Il faut dire que depuis déjà plusieurs années, l’idée de tracer des chemins de saint Jacques à Luxembourg travaille une association. Aucun doute que des pèlerins soient passés par les voies romaines et les voies plus modernes et que beaucoup se soient recueillis à Echternach, mais je ne connais à ce jour aucun témoignage écrit. Je reste donc curieux, car d’autres saints ou d’autres personnages – Willibrord justement – méritaient l’intérêt de la création de nouveaux chemins.
Le plus drôle est que, le lieu d’accueil prévu, la maison de la culture et du tourisme qui se profile, n’étant pas terminée, une construction temporaire, genre bâtiment de foire, l’accueille dans l’enceinte de la villa romaine…Revanche de l’histoire.
De cette exposition, qui a son mérite, celle d’être littérale et de s’adresser directement à chacun – par la présence d’objets en trois dimensions, d’ambiances reconstituées de marchés et de chantiers d’architecture romane – pour donner l’envie de découvrir l’espace du chemin et de celui de la cathédrale de Santiago, mais qui fera sursauter plus d’un spécialiste, je ne veux rien dire. J’en ai visité de semblables sur d’autres sujets. Ce sont des approches de l’interprétation qui se basent sur un certain savoir-faire d’évocation et passent du trompe l’oeil au trompe sens avec habileté, en apportant de grands repères indispensables.
Je la prendrai comme un acte politique, dans lequel je n’ai aucune part, et je l’accueille comme une sorte de réconciliation avec mon lieu de vie. Tant mieux si d’autres ont eu cette idée, elle se place exactement là où elle cherche un point d’effet ; déclencher l’attirance touristique.
L’inauguration, en dehors de me permettre de raconter à quelques ministres tous les itinéraires transfrontaliers auxquels nous songeons avec Georges Calteux, saint Willibrord, saint Martin, et les influences de l’Abbaye d’Echternach sur l’espace rural, m’a permis de rencontrer le bourgmestre et les échevins de cette cité où je vis depuis bientôt six années en continu.

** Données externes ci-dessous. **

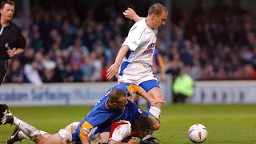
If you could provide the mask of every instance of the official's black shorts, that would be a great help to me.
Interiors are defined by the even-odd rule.
[[[0,60],[0,85],[5,80],[6,76],[6,70],[8,66],[8,61],[7,60]]]

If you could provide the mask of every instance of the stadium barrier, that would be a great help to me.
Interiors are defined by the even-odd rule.
[[[195,82],[191,103],[256,103],[255,81]]]
[[[158,76],[157,76],[158,77]],[[160,82],[166,103],[171,102],[171,75]],[[0,103],[10,106],[94,105],[117,82],[3,84],[0,87]],[[145,103],[141,98],[141,103]]]

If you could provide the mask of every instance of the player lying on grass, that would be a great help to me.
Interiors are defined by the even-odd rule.
[[[8,114],[9,117],[12,114],[6,110],[5,113]],[[13,116],[14,117],[14,116]],[[65,129],[62,129],[58,134],[50,134],[45,131],[39,130],[42,136],[47,140],[48,144],[72,144],[72,135],[74,134],[79,122],[73,122],[68,125]],[[128,143],[135,144],[136,139],[132,139],[131,137],[138,137],[142,138],[145,137],[151,129],[152,122],[149,117],[140,114],[131,122],[128,121],[120,120],[111,124],[111,130],[102,133],[96,133],[98,128],[94,128],[89,134],[90,144],[115,144],[115,143]],[[7,141],[7,144],[13,144],[15,142],[22,141],[22,139],[32,140],[27,136],[18,126],[16,126],[13,134]],[[38,136],[34,139],[37,139]],[[78,142],[77,142],[78,143]]]
[[[142,88],[136,85],[130,83],[116,85],[106,93],[105,96],[94,105],[88,115],[79,123],[74,134],[72,135],[73,141],[81,141],[82,144],[89,144],[88,134],[94,127],[102,126],[103,123],[107,123],[106,126],[110,126],[112,122],[120,119],[133,121],[138,112],[142,113],[135,103],[127,99],[128,95],[132,95],[134,93],[142,95],[151,105],[164,102],[162,100],[153,99]],[[14,123],[37,143],[48,143],[34,127],[21,122],[15,117],[9,118],[12,117],[3,118],[2,124]],[[154,121],[152,127],[154,130],[159,129],[159,122]],[[110,128],[109,126],[102,127],[102,130],[104,129],[109,130]],[[37,139],[34,139],[35,137]]]

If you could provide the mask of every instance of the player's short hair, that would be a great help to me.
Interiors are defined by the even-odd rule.
[[[147,115],[138,114],[138,117],[130,122],[133,131],[146,131],[150,130],[153,122]]]
[[[121,89],[113,89],[109,94],[109,102],[110,103],[118,102],[121,97],[127,96],[126,93]]]
[[[9,5],[12,5],[12,6],[15,6],[15,3],[14,3],[13,1],[6,0],[6,1],[2,1],[2,2],[1,2],[1,7],[0,7],[0,9],[2,9],[3,6],[4,6],[6,4],[9,4]]]
[[[147,14],[152,15],[153,14],[155,14],[158,16],[162,13],[162,11],[166,11],[166,13],[168,13],[168,10],[166,8],[166,6],[162,6],[160,3],[154,3],[150,7]]]

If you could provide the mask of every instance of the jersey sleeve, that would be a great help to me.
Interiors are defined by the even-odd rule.
[[[142,28],[138,25],[134,25],[134,26],[130,30],[128,36],[126,37],[122,46],[128,46],[130,51],[134,51],[142,42]]]
[[[111,130],[110,134],[110,140],[114,140],[118,142],[129,136],[131,131],[131,125],[128,121],[120,121],[118,122],[113,122],[111,124]]]
[[[88,139],[88,134],[91,129],[106,122],[111,116],[112,114],[106,110],[98,106],[94,107],[81,125],[80,138]]]

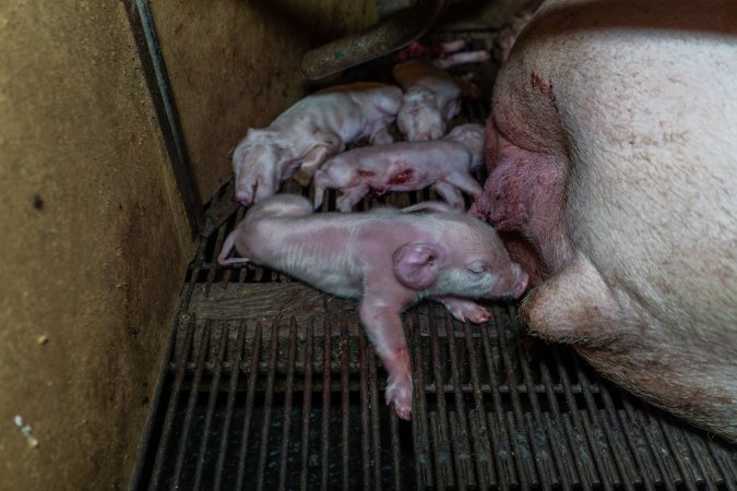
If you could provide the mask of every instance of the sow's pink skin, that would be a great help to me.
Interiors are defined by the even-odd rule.
[[[297,169],[311,177],[353,141],[391,143],[388,128],[401,105],[399,87],[369,82],[336,85],[305,97],[268,128],[248,130],[240,141],[233,153],[234,199],[249,205],[271,196]]]
[[[324,190],[340,189],[337,208],[349,212],[375,190],[414,191],[432,185],[452,207],[463,211],[461,191],[476,197],[482,187],[468,173],[479,167],[484,127],[462,124],[445,137],[430,142],[399,142],[344,152],[314,173],[314,207],[322,204]]]
[[[228,259],[234,247],[242,258]],[[360,299],[360,320],[389,373],[387,404],[402,419],[412,416],[402,310],[432,298],[457,320],[482,323],[489,312],[468,298],[519,298],[527,286],[494,228],[439,202],[313,214],[302,196],[278,194],[248,211],[217,261],[251,261]]]
[[[461,111],[461,86],[432,63],[409,60],[394,65],[394,80],[404,88],[396,125],[411,142],[437,140]]]
[[[502,65],[473,211],[539,285],[532,330],[737,441],[737,3],[582,3]]]

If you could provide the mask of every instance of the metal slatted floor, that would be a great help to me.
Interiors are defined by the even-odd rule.
[[[466,105],[456,123],[485,113]],[[294,181],[284,191],[312,197]],[[322,211],[334,209],[328,193]],[[213,208],[227,215],[221,197]],[[357,209],[428,199],[369,196]],[[433,303],[405,313],[415,403],[412,422],[399,420],[355,301],[217,265],[243,213],[190,265],[131,489],[737,491],[736,445],[528,337],[511,304],[488,304],[480,326]]]

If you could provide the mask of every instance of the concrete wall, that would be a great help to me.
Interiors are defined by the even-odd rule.
[[[309,91],[300,55],[376,19],[152,9],[204,199],[247,128]],[[0,3],[0,488],[126,488],[195,243],[122,2]]]
[[[373,0],[151,0],[200,195],[230,179],[230,152],[309,92],[297,67],[371,25]]]
[[[0,489],[123,489],[194,242],[122,2],[0,2]]]

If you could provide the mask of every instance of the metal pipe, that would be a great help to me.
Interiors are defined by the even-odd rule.
[[[370,27],[306,52],[300,70],[318,80],[404,48],[436,24],[451,1],[417,0]]]

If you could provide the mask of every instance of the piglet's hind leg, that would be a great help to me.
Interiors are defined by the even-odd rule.
[[[344,189],[343,194],[341,194],[337,200],[335,200],[337,209],[343,213],[350,212],[356,203],[358,203],[366,195],[366,193],[368,193],[368,191],[369,187],[364,183]]]
[[[482,324],[491,319],[488,310],[472,300],[450,295],[439,297],[438,300],[461,322],[471,321],[475,324]]]
[[[445,202],[454,207],[455,209],[463,211],[465,209],[465,203],[463,202],[463,194],[461,191],[453,188],[452,184],[448,182],[438,181],[432,185],[440,196],[445,200]]]
[[[412,418],[412,375],[409,351],[397,309],[384,307],[384,300],[367,297],[360,306],[360,320],[373,348],[389,374],[384,396],[394,404],[396,415]]]

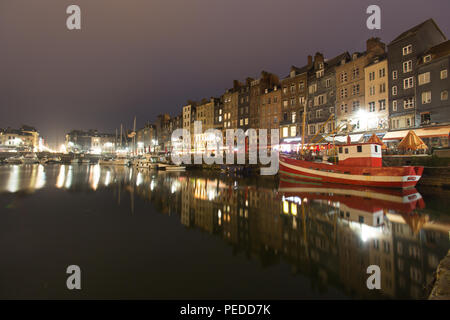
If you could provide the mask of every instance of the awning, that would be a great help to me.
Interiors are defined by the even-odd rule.
[[[350,135],[350,139],[351,142],[361,142],[362,139],[364,138],[364,134],[360,133],[360,134],[351,134]],[[333,142],[333,137],[326,137],[325,140],[327,142]],[[335,143],[347,143],[347,136],[335,136],[334,137],[334,142]]]
[[[410,130],[392,131],[386,133],[383,140],[402,140]],[[436,138],[448,137],[450,133],[450,126],[440,128],[422,128],[413,130],[420,138]]]

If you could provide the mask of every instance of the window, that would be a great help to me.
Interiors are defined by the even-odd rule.
[[[353,79],[356,79],[359,77],[359,68],[355,68],[352,70],[352,77],[353,77]]]
[[[295,126],[292,126],[291,127],[291,137],[295,137],[295,135],[297,134],[297,130],[296,130],[297,128],[295,127]]]
[[[397,78],[398,78],[397,70],[392,71],[392,80],[397,80]]]
[[[422,104],[431,103],[431,91],[422,92]]]
[[[304,81],[300,81],[300,83],[298,84],[298,89],[299,90],[305,89],[305,82]]]
[[[403,107],[405,109],[411,109],[414,107],[414,98],[406,98],[405,100],[403,100]]]
[[[392,87],[392,95],[396,96],[397,95],[397,86],[393,86]]]
[[[298,98],[298,102],[300,103],[300,105],[304,105],[305,104],[305,97],[299,97]]]
[[[323,69],[316,72],[316,77],[317,78],[322,78],[323,75],[324,75],[324,70]]]
[[[406,47],[403,47],[403,55],[404,56],[406,56],[410,53],[412,53],[412,45],[407,45]]]
[[[429,124],[431,122],[431,116],[430,113],[422,113],[420,115],[420,124]]]
[[[412,60],[403,62],[403,73],[412,71]]]
[[[425,72],[419,74],[419,86],[430,82],[430,73]]]
[[[414,87],[414,78],[413,77],[403,79],[403,89],[410,89],[412,87]]]

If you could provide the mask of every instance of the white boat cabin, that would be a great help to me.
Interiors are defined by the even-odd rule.
[[[352,167],[381,167],[381,145],[353,143],[337,146],[339,165]]]

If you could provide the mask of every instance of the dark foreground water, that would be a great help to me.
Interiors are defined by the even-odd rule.
[[[423,298],[449,206],[435,191],[0,166],[0,298]]]

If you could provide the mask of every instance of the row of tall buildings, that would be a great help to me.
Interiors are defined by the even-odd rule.
[[[0,151],[40,151],[42,139],[34,127],[0,129]]]
[[[326,143],[334,140],[330,136],[346,141],[350,135],[360,141],[376,133],[389,142],[425,128],[416,133],[427,144],[448,146],[450,41],[433,19],[388,45],[370,38],[363,52],[317,52],[305,62],[285,77],[262,71],[234,80],[220,97],[188,101],[175,117],[161,114],[133,132],[126,145],[137,153],[170,152],[175,129],[189,130],[191,145],[202,147],[217,139],[208,129],[222,130],[225,138],[227,129],[252,128],[269,129],[269,142],[270,129],[279,129],[282,149],[292,151],[302,139]],[[195,121],[202,123],[201,133],[194,132]]]

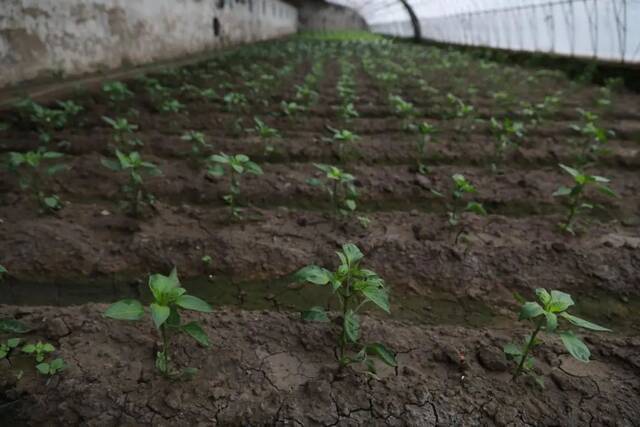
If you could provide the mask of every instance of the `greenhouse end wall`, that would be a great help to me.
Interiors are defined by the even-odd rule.
[[[279,0],[2,0],[0,87],[294,33]]]

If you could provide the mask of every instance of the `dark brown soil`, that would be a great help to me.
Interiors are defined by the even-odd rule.
[[[0,308],[3,316],[18,316],[37,328],[34,334],[53,340],[70,364],[48,382],[26,370],[6,396],[13,413],[28,413],[33,425],[100,426],[632,426],[637,421],[638,337],[588,336],[594,355],[589,365],[550,340],[539,355],[546,377],[541,391],[525,380],[511,382],[501,346],[524,332],[518,329],[425,329],[365,318],[366,339],[386,341],[400,363],[395,371],[381,368],[375,380],[337,370],[335,331],[327,324],[267,311],[223,310],[200,318],[210,349],[177,341],[175,363],[198,368],[193,380],[180,382],[153,369],[158,343],[150,321],[116,322],[101,316],[104,309],[94,304]],[[6,386],[10,377],[4,378]]]
[[[418,57],[428,57],[425,52],[430,51],[423,46],[402,49],[415,49]],[[589,172],[610,178],[620,197],[589,193],[599,207],[570,236],[557,227],[566,208],[552,193],[570,182],[557,165],[576,160],[576,133],[570,129],[579,122],[575,109],[596,110],[599,88],[514,67],[505,67],[496,80],[492,73],[498,71],[486,72],[477,60],[466,66],[420,68],[419,77],[438,94],[423,92],[409,77],[401,79],[397,92],[415,104],[420,120],[439,130],[428,148],[431,172],[425,176],[416,173],[416,136],[402,130],[386,92],[364,72],[358,55],[352,60],[360,117],[349,123],[337,118],[341,52],[335,47],[327,57],[318,102],[294,119],[282,117],[279,104],[293,99],[294,85],[311,69],[306,57],[292,60],[293,71],[278,83],[269,106],[252,100],[236,113],[220,100],[195,100],[177,88],[188,82],[224,94],[219,85],[226,81],[247,93],[238,74],[247,62],[243,57],[231,56],[220,65],[224,72],[211,78],[153,76],[185,103],[187,112],[179,115],[158,113],[141,84],[128,82],[136,97],[127,106],[138,111],[130,121],[139,126],[137,136],[145,143],[140,152],[163,171],[147,181],[158,201],[142,218],[119,209],[124,177],[101,165],[111,155],[112,138],[101,117],[116,112],[100,92],[76,95],[85,112],[54,135],[55,141],[69,142],[60,149],[69,169],[48,180],[46,190],[60,196],[64,209],[40,214],[29,194],[20,191],[17,178],[0,170],[0,264],[9,270],[2,285],[6,292],[0,293],[0,303],[8,305],[0,313],[37,326],[33,336],[54,340],[70,365],[48,382],[33,372],[16,382],[5,365],[0,417],[15,416],[33,425],[637,424],[638,96],[615,93],[612,106],[599,111],[601,124],[615,136],[608,143],[610,154]],[[399,63],[408,61],[408,55],[399,55]],[[455,63],[457,56],[452,58]],[[287,61],[257,55],[250,62],[276,72]],[[198,67],[206,64],[188,69]],[[536,80],[530,81],[532,77]],[[475,95],[467,94],[471,86],[478,89]],[[527,129],[500,174],[489,167],[493,143],[486,120],[492,115],[517,117],[519,107],[499,104],[492,95],[497,90],[534,103],[564,91],[555,114]],[[472,103],[485,122],[466,135],[457,132],[458,121],[446,111],[449,91]],[[254,116],[280,132],[280,138],[270,141],[273,152],[255,134],[232,131],[236,119],[251,127]],[[10,151],[38,147],[34,127],[18,120],[14,111],[0,112],[0,122],[11,124],[0,131],[3,158]],[[328,126],[360,135],[350,158],[340,161],[336,147],[326,141]],[[221,200],[227,179],[208,176],[189,158],[190,146],[180,138],[185,130],[202,131],[212,145],[209,154],[245,153],[262,166],[263,176],[242,179],[247,207],[242,221],[229,221]],[[371,220],[367,227],[355,217],[332,217],[326,193],[306,183],[317,175],[314,163],[340,165],[356,176],[357,215]],[[433,194],[448,193],[454,173],[472,181],[478,188],[474,199],[488,211],[486,217],[465,214],[466,233],[457,242],[445,203]],[[399,352],[397,372],[383,371],[380,381],[352,371],[337,373],[327,325],[302,323],[287,311],[299,304],[280,300],[280,291],[268,303],[264,294],[254,304],[247,300],[257,294],[242,294],[242,284],[250,282],[286,290],[287,276],[309,263],[334,266],[335,250],[346,242],[356,243],[367,266],[389,283],[393,311],[400,313],[391,320],[377,315],[366,320],[370,339]],[[212,265],[203,264],[205,255]],[[103,319],[104,307],[92,303],[136,295],[148,274],[166,273],[174,265],[185,283],[206,284],[207,277],[211,288],[221,281],[234,283],[242,308],[283,311],[227,308],[203,317],[213,348],[185,341],[175,355],[179,364],[198,367],[199,375],[190,382],[164,380],[153,371],[156,337],[151,325]],[[547,378],[544,391],[526,381],[512,383],[501,353],[505,342],[524,333],[524,324],[516,324],[512,314],[513,293],[532,298],[538,287],[571,293],[581,312],[615,329],[587,336],[594,359],[588,365],[574,362],[550,340],[537,355]],[[212,289],[202,295],[216,303],[219,294]],[[303,306],[314,302],[305,298],[298,298]],[[416,308],[412,300],[435,306],[446,300],[449,305]],[[581,300],[591,301],[589,307],[580,306]],[[82,305],[33,306],[70,303]],[[460,307],[481,308],[487,318],[476,322],[469,320],[473,313],[463,313],[460,320],[450,321],[458,318]],[[403,311],[414,315],[403,316]]]

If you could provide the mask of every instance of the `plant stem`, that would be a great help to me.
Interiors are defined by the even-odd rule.
[[[522,353],[522,356],[520,358],[520,363],[518,363],[518,367],[516,368],[516,371],[513,373],[513,377],[511,378],[512,380],[515,381],[515,379],[518,377],[518,375],[520,375],[522,373],[522,368],[524,366],[524,362],[527,360],[527,356],[529,355],[529,353],[531,352],[531,350],[534,347],[534,343],[536,340],[536,336],[538,335],[538,332],[540,332],[540,329],[542,328],[542,325],[544,324],[545,318],[541,317],[538,320],[538,323],[536,324],[536,329],[535,331],[533,331],[533,334],[531,334],[531,338],[529,338],[529,342],[527,342],[526,347],[524,348],[524,352]]]
[[[164,325],[160,326],[160,333],[162,334],[162,355],[164,357],[165,372],[164,375],[169,374],[169,339],[167,337],[167,329]]]

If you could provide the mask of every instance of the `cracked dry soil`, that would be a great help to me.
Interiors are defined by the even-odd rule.
[[[0,307],[34,328],[30,339],[54,342],[69,364],[49,381],[32,367],[16,381],[4,365],[1,424],[637,425],[638,337],[587,335],[588,365],[548,340],[538,354],[541,391],[510,380],[501,347],[513,330],[367,317],[364,338],[398,352],[399,367],[381,367],[376,380],[337,370],[331,324],[225,309],[199,317],[211,348],[176,340],[174,363],[198,374],[170,381],[154,370],[151,322],[107,319],[105,307]]]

Je suis soudain devenu, par la grâce de saint Jacques, un citoyen connu de ses édiles et du coup, pour certains des ministres présents, un Luxembourgeois d’adoption. Il faut certainement de tels moments pour comprendre que si on peut se consacrer à sa propre mémoire, ce que j’essaie de faire le plus régulièrement possible, il faut que des circonstances singulières vous fassent entrer dans une mémoire territoriale. Cela ne se décrète pas, mais doit devenir une évidence. Il m’a fallu quatre années à Strasbourg pour me sentir citoyen de cette ville, et je m’en sens toujours aussi proche. Le travail sur le « jardin des deux rives » m’y a singulièrement aidé, dans la durée.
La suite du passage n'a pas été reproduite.